Dot.Com Disasters-- 02/08/01
A left hand column...

One Year Ago
:
Handmade HTML -- 02/08/00 in which I discussed various aspects of having an online journal, including some of the things that result in an increased hit rate. In that entry I mentioned that my entries were all one hundred percent handmade HTML. That's not true of today's entry, nor of the past couple of entries. I am using IBM WebSphere Homepage Builder.

Why? Well, because I am teaching about WebSphere... no, not Homepage Builder... I'm teaching about WebSphere Application Server and about using VisualAge for Java to build servlets and JSPs and EJBs to run under WebSphere Application Server. However, I do mention WebSphere Studio during that course and spend a few minutes showing what it can do. So, I decided that I should start using this stuff. First I'll try Homepage Builder... and after I begin to get a bit of comfort using that, I'll move on to WebSphere Studio.

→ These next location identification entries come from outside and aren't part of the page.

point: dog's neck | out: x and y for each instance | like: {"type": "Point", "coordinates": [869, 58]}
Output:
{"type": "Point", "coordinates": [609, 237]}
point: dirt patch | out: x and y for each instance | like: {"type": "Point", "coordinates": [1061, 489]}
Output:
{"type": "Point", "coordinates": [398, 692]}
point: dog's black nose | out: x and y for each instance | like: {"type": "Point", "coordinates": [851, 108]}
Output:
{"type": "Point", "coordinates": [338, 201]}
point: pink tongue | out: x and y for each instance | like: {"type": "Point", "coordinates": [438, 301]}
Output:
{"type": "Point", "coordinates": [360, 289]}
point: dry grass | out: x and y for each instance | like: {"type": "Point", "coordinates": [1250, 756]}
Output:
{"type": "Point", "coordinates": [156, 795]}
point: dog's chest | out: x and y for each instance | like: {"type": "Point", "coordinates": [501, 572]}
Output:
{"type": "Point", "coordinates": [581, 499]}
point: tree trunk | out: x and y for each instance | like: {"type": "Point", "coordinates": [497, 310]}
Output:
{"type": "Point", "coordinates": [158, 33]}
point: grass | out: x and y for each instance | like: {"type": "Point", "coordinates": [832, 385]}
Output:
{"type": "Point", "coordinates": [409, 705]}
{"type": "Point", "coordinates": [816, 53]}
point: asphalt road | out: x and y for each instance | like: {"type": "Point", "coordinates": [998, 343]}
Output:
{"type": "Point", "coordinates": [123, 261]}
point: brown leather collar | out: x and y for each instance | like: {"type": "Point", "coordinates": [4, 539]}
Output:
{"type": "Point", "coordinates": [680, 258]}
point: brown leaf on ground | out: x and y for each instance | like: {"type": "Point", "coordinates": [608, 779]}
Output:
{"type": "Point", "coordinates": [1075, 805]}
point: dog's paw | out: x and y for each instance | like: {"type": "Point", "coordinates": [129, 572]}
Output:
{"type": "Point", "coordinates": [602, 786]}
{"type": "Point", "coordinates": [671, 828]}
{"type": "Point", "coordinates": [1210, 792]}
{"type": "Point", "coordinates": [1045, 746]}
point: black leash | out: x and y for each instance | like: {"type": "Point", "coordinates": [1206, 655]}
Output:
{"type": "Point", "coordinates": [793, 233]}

Yeah, I know... my pages look pretty much the same using this WYSIWYG tool as when I built them by hand.


What I'm Reading:
tech stuff: WebSphere V3.5 Handbook
relaxation: some novel about CIA vs. terrorists (which is on my nightstand but I cannot recall title and author)

Background:
the background color is "#ebc79e" which (you will have noticed if you had followed the above link to 02/08/00) is the same background color I used then. I usually tend toward pale blues and grays for background colors, but sometimes I get tired of them.
It's somewhat amazing watching all those dot.com companies going down in flames. Shooting stars blazing across the sky. Icarus flying too near the sun.

Just two years and a couple months ago -- early in December of '98 -- I was looking at some of these dot.com IPOs and especially at some of the predictions for growth in stock price for amazon.com. I thought that it would be a good idea to invest in amazon.com stock. This would not have been a long term investment. I said that I would hold the stock for twelve months -- fifteen months top, but preferably just twelve months. No, I didn't do that. I did have enough money to buy five hundred shares -- we had finally sold our old house and had gotten some cash out of it despite the low state of the real estate market where we used to live -- it was just that, although I thought this would be a winning situation, I do not like to gamble. I tend to invest for the long term, mutual funds inside a 401K plan, not making bets on individual stocks. I own stock in just three companies. 20 shares in an electric utility that we bought many years ago because (1) it had a dividend reinvestment plan and (2) it amused me to think that part of my monthly gas and electric bill was being paid back to me (we did accumulate a nice amount of stock via the dividend reinvestment, but sold them off a few years ago to help pay for a third-hand Honda Civic I bought); shares in a company I used to work for (held in my 401K) because that's how they paid their matching contribution; shares in my current employer because (1) they have a payroll deduction purchase plan and (2) I can buy at a discounted price. That's it... everything else is mutual funds in 401K plans, etc.

But I didn't buy amazon.com. If I had bought it (selling at around $30 a share at that time) and sold it one year later (in the neighborhood of $100 a share) I would have tripled my money. Instead I left the money in the bank and in the fall of '99 I bought a new car (1999 Toyota Corolla) for cash. Yes, if I made that investment I could have bought the 2000 Subaru Forrester that I had really wanted (figure $23k for the Subaru vs. $15k for the Toyota)... and still have had enough left to pay the taxes on my winnings... uh, I mean investment earnings. But maybe I would have gotten greedy... maybe I would have hung on past the peak and had to watch as my potential profits dwindled away as the stock sank...

So... the Toyota gets me back and forth to work and takes me to the market, etc... Maybe I could have had a Subaru... and maybe even a BMW?... but that's only looking back at it... I could have guessed wrong... amazon.com could have tanked just as soon as I bought it... (maybe it gained so nicely because I didn't buy it? (Can't you picture all these Wall Street types waiting to see if I'm going to buy? Jim bought shares in buysnailsonline.com; quick dump all our shares! Look... He didn't buy amazon.com; let's load up on that stock.)

Some people got very carried away by dot.com startups that had nothing but a dot.com in their name and a flashy website (and some of them hadn't even developed a website yet, they were pure concept)... Build marketshare... okay, that makes sense (but what about profits?)... but what if there is no market?

It's very strange... One of the real problems (IMHO) with companies today is a too great a focus on quarterly results... there is no long term vision, no real planning for the future, no investment in the future, everything is aimed at pumping up this quarter's results because otherwise the stock price will be beaten down and if that happens then top management could loose their cushy jobs... Okay, but some of these dot.coms were truly just pipedreams and pixie dust, no reality to them at all and yet people ran to them to invest money... The dot.com behavior was just the opposite of my complaint about most companies... just totally ignoring the reality of current day burn rate while looking only at some possible future results.